El cristiano se redime por las obras, el escritor también, pero en este caso por sus obras literarias. ¿Pero qué pasa cuando nos olvidamos de las obras y nos centramos en el hombre? ¿Qué pasa si, aunque sea momentáneamente, borramos esas obras de su biografía? ¿Qué nos queda? Pues muchas veces, me temo, un montón de defectos, un catálogo de estupideces, una vida errática, confusa y lamentablemente perdida.
Veamos algunos ejemplos…
Oscar Wilde, por empezar con un caso muy evidente, se lo jugó todo a una carta.
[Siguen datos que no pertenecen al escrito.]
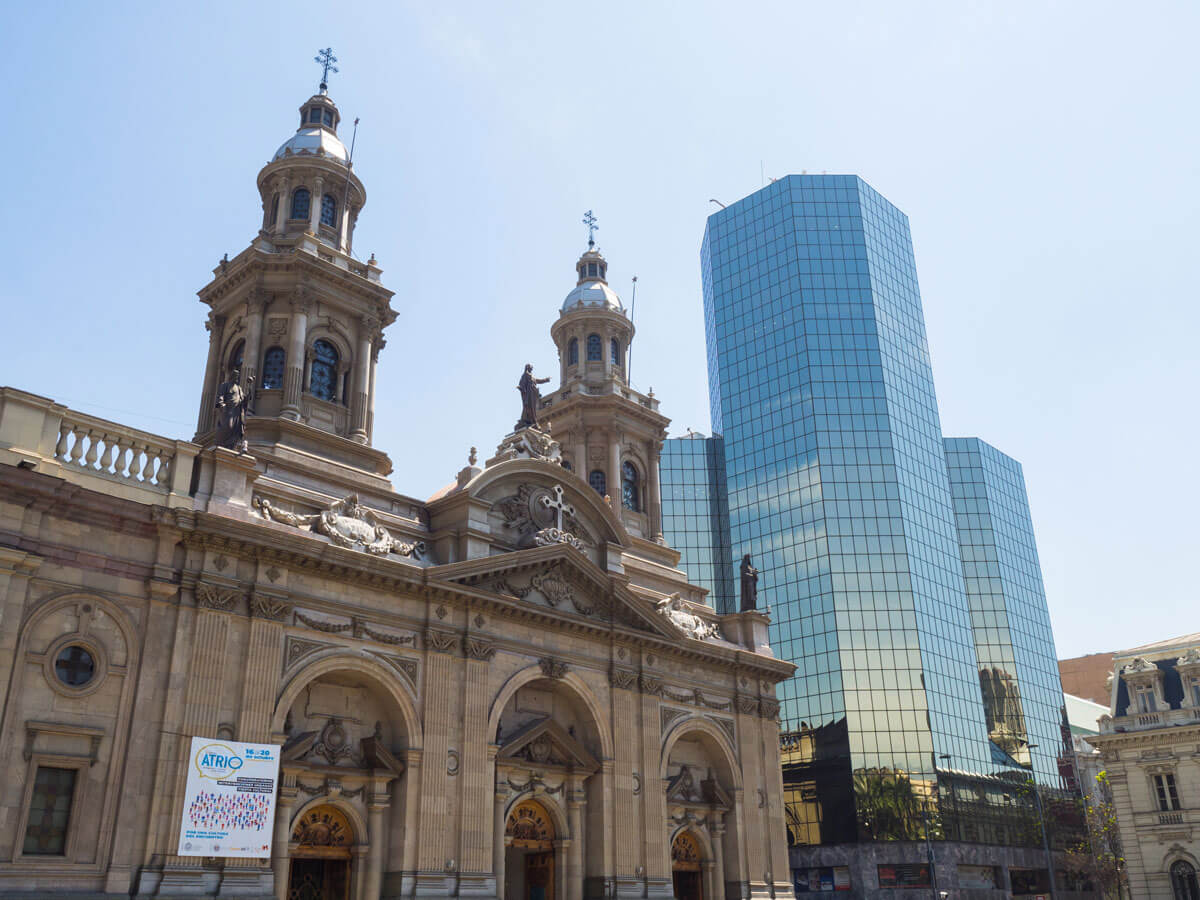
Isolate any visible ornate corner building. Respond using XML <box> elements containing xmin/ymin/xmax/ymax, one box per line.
<box><xmin>0</xmin><ymin>80</ymin><xmax>795</xmax><ymax>900</ymax></box>
<box><xmin>1088</xmin><ymin>634</ymin><xmax>1200</xmax><ymax>899</ymax></box>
Pero no una carta seria, de verdad, sino una carta falsa, una carta ridícula, de juguete, una carta con la que no podía engañar a nadie: su prestigio literario, su inteligencia, su sarcasmo, su vanidad. Con eso, puestos a enfrentarse con la vida real, no se va a ningún sitio. Es como ir a la guerra con una pistola de juguete. Te hacen pedazos en un momento. Al final, cuando ya todo estaba perdido, Oscar Wilde comprendió que nunca había tenido la menor oportunidad de salir vivo de ese juicio. En su largo lamento (“De profundis”), entre el tufillo de vanidad y prepotencia que desprenden involuntariamente sus palabras (muy lúcidas y sinceras, desde luego), él mismo llega a reconocer que ha sido un imbécil como la copa de un pino. ¿Pero qué hace? Nada. No hace nada. Primero porque ya no se puede hacer nada. Segundo porque él es escritor y no sabe vivir de otra manera. Él no vive la vida, él la escribe. Y como él mismo confiesa: “Ahora que conozco la vida ya no quiero escribir”. ¿Y qué hace un escritor que ya no quiere escribir? Nada. Morir en vida. Un escritor que ya no quiere escribir está acabado. Su vida puede que continúe, pero sólo desde el punto de vista físico. Espiritualmente está muerto. Es un zombi. Se pasea, se mueve, pero está podrido por dentro, en descomposición. Y pese a todo, aunque muera el talento, el entusiasmo, la crítica satírica y lúcida, la capacidad para la belleza, no muere la vanidad. Es curioso, un escritor zombi sigue siendo tan vanidoso como siempre. Piensa que el mundo continúa necesitándole (en realidad, eso es lo triste, el mundo no lo ha necesitado nunca). Piensa que su funeral estará lleno de grandes multitudes anónimas desfilando con lágrimas ante su tumba. Sí, un escritor, por bueno que sea, no puede aceptar la idea de la inutilidad de su obra. Y por tanto no puede aceptar la idea del olvido de su obra.